The Sanjay Gandhi National Park (SGNP) is an example of one of the least represented biogeographic zones; the Malabar Coast of the Western Ghats which forms only 0.4% of the Protected Area network. The official area of the park has expanded by five times since pre-Independence era and presently covers a little over 103 sq.km, housing many rare, threatened and beautiful species such as the Atlas moth, Karvy (plant that flowers every eight years) and the leopard. At one point SGNP was home to a sizeable population of tigers and there are old reports of their presence in Malabar hill. The last tiger seen in SGNP was in 2003 after a gap of several decades.
It is a known fact that preservation of this moist deciduous forest is also crucial for Mumbai to meet the water consumption needs of its citizens. Owing to its ‘National Park’ status, harvest of forest produce was abated in 1990s and since then strict legal protection has been bestowed upon this ‘green oasis’. Apart from its ecological value, the Park is a site of archaeological importance because of the presence of Kanheri caves which represent a rare fragment of Buddhist history. It is believed that the ancient forests (and caves) of SGNP are atleast 2400 years old, previously constituting the trading route that connected India to civilizations in Greece and Mesopotamia.
Traditionally, tribes such as Warlis and Mahadeo Kolis have inhabited the landscape but in recent times there has been an incursion by other tribes and non-tribal communities in and around SGNP, which has put immense pressure on its resources. Over 1 million people are said to reside on the outskirts of SGNP. The Park also holds cultural significance for devotees who worship deities located inside its official perimeter, albeit in an irresponsible manner (by creating waste and aggravating noise pollution). SGNP experiences over 2 million visitors each year mostly comprising joggers, nature lovers and devotees. The burgeoning human population and consequent habitat loss threaten to erase the largest remnant of Mumbai’s natural heritage causing greater negative interactions between people and wildlife much to the detriment of stakeholders that depend on / utilise its ecosystem services.

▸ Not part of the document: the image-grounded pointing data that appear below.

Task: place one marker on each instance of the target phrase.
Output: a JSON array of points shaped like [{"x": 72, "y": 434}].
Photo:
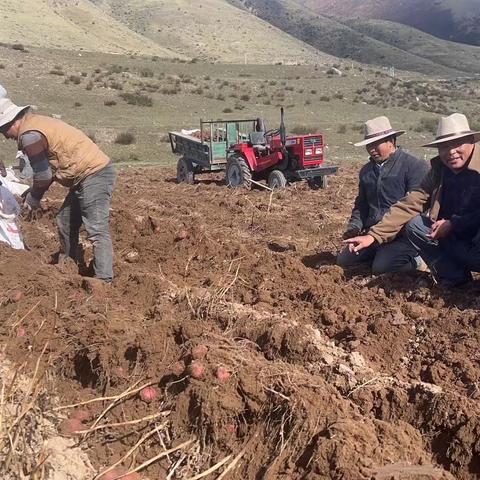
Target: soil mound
[{"x": 231, "y": 346}]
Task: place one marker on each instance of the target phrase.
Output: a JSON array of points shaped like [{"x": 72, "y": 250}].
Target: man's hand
[
  {"x": 30, "y": 203},
  {"x": 356, "y": 244},
  {"x": 440, "y": 229},
  {"x": 350, "y": 233}
]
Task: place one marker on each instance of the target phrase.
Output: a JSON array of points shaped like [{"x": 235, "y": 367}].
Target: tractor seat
[{"x": 257, "y": 139}]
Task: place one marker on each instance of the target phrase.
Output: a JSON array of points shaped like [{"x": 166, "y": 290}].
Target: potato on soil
[
  {"x": 199, "y": 352},
  {"x": 178, "y": 368},
  {"x": 197, "y": 370},
  {"x": 71, "y": 426},
  {"x": 15, "y": 296},
  {"x": 149, "y": 394},
  {"x": 113, "y": 474},
  {"x": 82, "y": 414},
  {"x": 181, "y": 235},
  {"x": 223, "y": 374},
  {"x": 21, "y": 332}
]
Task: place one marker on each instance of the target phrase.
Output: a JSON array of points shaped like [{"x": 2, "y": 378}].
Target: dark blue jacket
[{"x": 381, "y": 187}]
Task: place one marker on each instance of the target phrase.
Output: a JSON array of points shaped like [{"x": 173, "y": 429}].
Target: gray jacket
[{"x": 380, "y": 187}]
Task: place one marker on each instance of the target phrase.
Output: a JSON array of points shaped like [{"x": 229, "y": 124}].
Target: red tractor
[{"x": 250, "y": 154}]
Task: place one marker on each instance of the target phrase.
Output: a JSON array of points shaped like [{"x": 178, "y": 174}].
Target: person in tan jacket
[
  {"x": 441, "y": 216},
  {"x": 61, "y": 153}
]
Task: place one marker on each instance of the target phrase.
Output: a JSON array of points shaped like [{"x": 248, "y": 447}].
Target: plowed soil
[{"x": 326, "y": 374}]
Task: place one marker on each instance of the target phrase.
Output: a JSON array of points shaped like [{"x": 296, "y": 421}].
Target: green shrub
[
  {"x": 137, "y": 99},
  {"x": 125, "y": 138},
  {"x": 303, "y": 129},
  {"x": 146, "y": 73},
  {"x": 19, "y": 47}
]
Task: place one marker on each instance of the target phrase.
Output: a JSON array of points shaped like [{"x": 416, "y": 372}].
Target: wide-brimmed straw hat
[
  {"x": 376, "y": 129},
  {"x": 8, "y": 111},
  {"x": 453, "y": 127}
]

It is, however, the only ‘city forest’ of its kind benefitting diverse groups of people. This is especially true of the tribes which depend on this forest and exude immense respect towards its wildlife. For example, some of the tribes worship large cats and there are local beliefs about not harming this animal as it would invite bad luck. This has perhaps influenced the tolerance levels of communities that have lived in close quarters with wildlife but have still managed to ensure the survival of a large cat like the leopard in the concrete jungle of this metropolis.